Enterprise Excellence
Create awarenes, get commitment
Or how to lift your enterprise energy to the next level
Understanding your enterprise and constantly analysing its results is important to operate at your most successful. But what’s even more important and crucial for fully grasping your business and improving it, is seeing things as they really are. Are you able to capture your business without blinders? And can you act upon its actual opportunities and challenges? Accepting reality (and its shortcomings) is the one and only starting point to build true commitment, the fuel of your organisation.
Companies may perform poorly for a variety of specific reasons, such as lack of leadership and alignment, bad management and the inability to execute, poor strategies, talent or resource shortages and ineffective communication. The result of all the former is a top of mind issue for many enterprise leaders: a fundamental lack of commitment that is hard to identify but which is slowly but surely eroding your business strength.
When you as a leader don’t have the buy-in from your employees, even your most elaborate plans to reorganize your business are bound to fail. Without commitment, it gets really difficult to make people stick to a new vision, get people to break out of traditional roles, let alone to properly execute their daily tasks.
The cure for loss of dedication and inability to progress is creating awareness. To create awareness, as a leader and your team you need to be ready for some vulnerability and a lot of self-reflection. The aim here is not to expose weakness as such, but to build strength: as soon as awareness arises, you have breeding ground for new commitment.
What do we mean with awareness?
Creating awareness is all about creating clarity. It means making the foggy cloud you’re currently operating in transparent. This is done by visualising the gaps that lay ahead of you. There is always a distance between your professional goals and your actual day in the workspace, between what should or could be in the future and what is today. Becoming aware of the space between your dream and reality and making achievement gaps apparent is paramount to move forward. Closing these gaps requires taking a step back for better jumping. Only when we can look at things from a distance, we get a better perspective. Only when we have the tools to call things by their name, we can become fully aware of our activities and their true impact (if there is any).
Consciousness is a bridge between the past and the future
This requires a whole lot of talking and discussing in a language that is understandable to all, and putting the right heads together, to ask critical questions like: Why are we doing what we do? And for whom? What’s going well? What needs to be different? What needs to stop? Very often however, people get so stuck in their routines they are no longer capable of any self-assessment. Often, ‘a stranger’ needs to pull the carpet from under our feet, blow the dust off our eyes so that we can see. The first questions that arise often reveal the emptiness. The limits. The ignorance and the inexperience. Creating awareness indeed can be very destabilizing. People sometimes get scared, often they get angry when they find out that the work they have been doing was insufficient, maybe even meaningless. Ask yourself: how do you react when facing a harsh reality?

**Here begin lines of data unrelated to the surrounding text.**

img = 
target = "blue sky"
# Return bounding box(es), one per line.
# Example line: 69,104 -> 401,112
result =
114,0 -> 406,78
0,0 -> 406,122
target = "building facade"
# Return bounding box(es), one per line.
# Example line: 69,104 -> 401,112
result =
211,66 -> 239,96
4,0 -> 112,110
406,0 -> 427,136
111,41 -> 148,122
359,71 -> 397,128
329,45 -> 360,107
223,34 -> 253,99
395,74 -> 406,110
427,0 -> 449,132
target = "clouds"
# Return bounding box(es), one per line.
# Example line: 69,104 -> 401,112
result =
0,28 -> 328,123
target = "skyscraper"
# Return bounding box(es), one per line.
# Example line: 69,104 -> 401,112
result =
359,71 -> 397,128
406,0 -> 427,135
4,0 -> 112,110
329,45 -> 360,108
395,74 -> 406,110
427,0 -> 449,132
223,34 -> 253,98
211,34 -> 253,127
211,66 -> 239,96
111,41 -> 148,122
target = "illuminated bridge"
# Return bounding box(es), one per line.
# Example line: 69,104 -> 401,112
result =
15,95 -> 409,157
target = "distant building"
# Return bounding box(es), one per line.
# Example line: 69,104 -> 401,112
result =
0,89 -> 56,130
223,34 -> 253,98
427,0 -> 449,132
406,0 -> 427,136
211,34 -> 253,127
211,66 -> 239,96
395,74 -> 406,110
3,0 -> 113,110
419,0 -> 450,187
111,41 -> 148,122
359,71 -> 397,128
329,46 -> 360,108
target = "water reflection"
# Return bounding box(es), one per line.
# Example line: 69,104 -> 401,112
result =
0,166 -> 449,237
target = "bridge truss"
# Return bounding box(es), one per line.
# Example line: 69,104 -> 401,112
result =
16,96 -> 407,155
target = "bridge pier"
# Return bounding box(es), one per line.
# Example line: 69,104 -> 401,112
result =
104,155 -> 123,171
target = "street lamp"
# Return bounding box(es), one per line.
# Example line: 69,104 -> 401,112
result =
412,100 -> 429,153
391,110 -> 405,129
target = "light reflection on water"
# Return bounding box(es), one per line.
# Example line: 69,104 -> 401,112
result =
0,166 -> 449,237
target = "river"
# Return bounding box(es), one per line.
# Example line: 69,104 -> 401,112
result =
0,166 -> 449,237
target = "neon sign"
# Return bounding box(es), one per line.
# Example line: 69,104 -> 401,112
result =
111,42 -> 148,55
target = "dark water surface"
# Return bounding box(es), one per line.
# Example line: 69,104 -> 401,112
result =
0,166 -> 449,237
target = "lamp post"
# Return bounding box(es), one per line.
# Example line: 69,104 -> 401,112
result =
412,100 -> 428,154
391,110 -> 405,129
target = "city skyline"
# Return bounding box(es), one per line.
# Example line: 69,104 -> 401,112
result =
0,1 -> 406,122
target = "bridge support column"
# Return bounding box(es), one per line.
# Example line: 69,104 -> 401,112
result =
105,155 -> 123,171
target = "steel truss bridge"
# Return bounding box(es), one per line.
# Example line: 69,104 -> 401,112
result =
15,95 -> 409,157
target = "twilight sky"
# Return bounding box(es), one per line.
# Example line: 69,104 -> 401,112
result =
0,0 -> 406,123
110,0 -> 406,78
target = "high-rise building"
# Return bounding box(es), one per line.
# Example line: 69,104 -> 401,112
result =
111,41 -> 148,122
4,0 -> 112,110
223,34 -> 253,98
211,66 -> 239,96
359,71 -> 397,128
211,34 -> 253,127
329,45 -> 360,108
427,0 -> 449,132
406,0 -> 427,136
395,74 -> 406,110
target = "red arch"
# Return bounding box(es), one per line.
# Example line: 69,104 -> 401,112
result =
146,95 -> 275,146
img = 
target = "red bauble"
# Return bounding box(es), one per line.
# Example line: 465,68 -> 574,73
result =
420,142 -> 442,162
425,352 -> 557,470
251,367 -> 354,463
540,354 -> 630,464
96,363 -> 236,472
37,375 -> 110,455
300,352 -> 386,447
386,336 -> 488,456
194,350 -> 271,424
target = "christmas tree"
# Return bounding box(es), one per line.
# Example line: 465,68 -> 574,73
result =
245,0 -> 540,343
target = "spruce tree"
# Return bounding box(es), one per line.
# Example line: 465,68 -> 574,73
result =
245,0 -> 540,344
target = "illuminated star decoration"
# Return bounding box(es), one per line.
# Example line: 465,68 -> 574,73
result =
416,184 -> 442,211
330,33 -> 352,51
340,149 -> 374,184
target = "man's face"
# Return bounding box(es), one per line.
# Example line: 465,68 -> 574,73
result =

What do we mean with commitment?
Awareness is an inevitable precondition to create commitment. Creating commitment means building a path towards a common goal, by strengthening relations between people so they can move forward again, together, in a way that feels logical, ideal, best to them all. But there is a middle step to take: acceptance. Depending on the setup and situation, it can take months, weeks, two days or half an hour for us to become aware, and consequently, to accept. Sometimes we need to return to nature and grasp some fresh air, go home or spend time with our family and friends to see what lies beneath the surface of our fixed beliefs, to realise there is a different truth than the one we always have imposing on ourselves.
But as soon there’s acceptance and recognition – of the failures, the judgement, the emotions, the attitudes, we are no longer burdened by the past, and space is created for new beginnings, renewed commitment and solution building. Re-starting from this mental reset point, new questions can be asked like: Where are we going indeed? What impact do we envision? What efforts are therefore needed? What do we do first to make it happen? The more dialogue during the rebuilding process, the more leaders and their workforce will connect, the faster they will move between thinking and acting, the more workable plans will become, the more acceleration in the execution process, and the more everyone will be committed to reaching a common goal.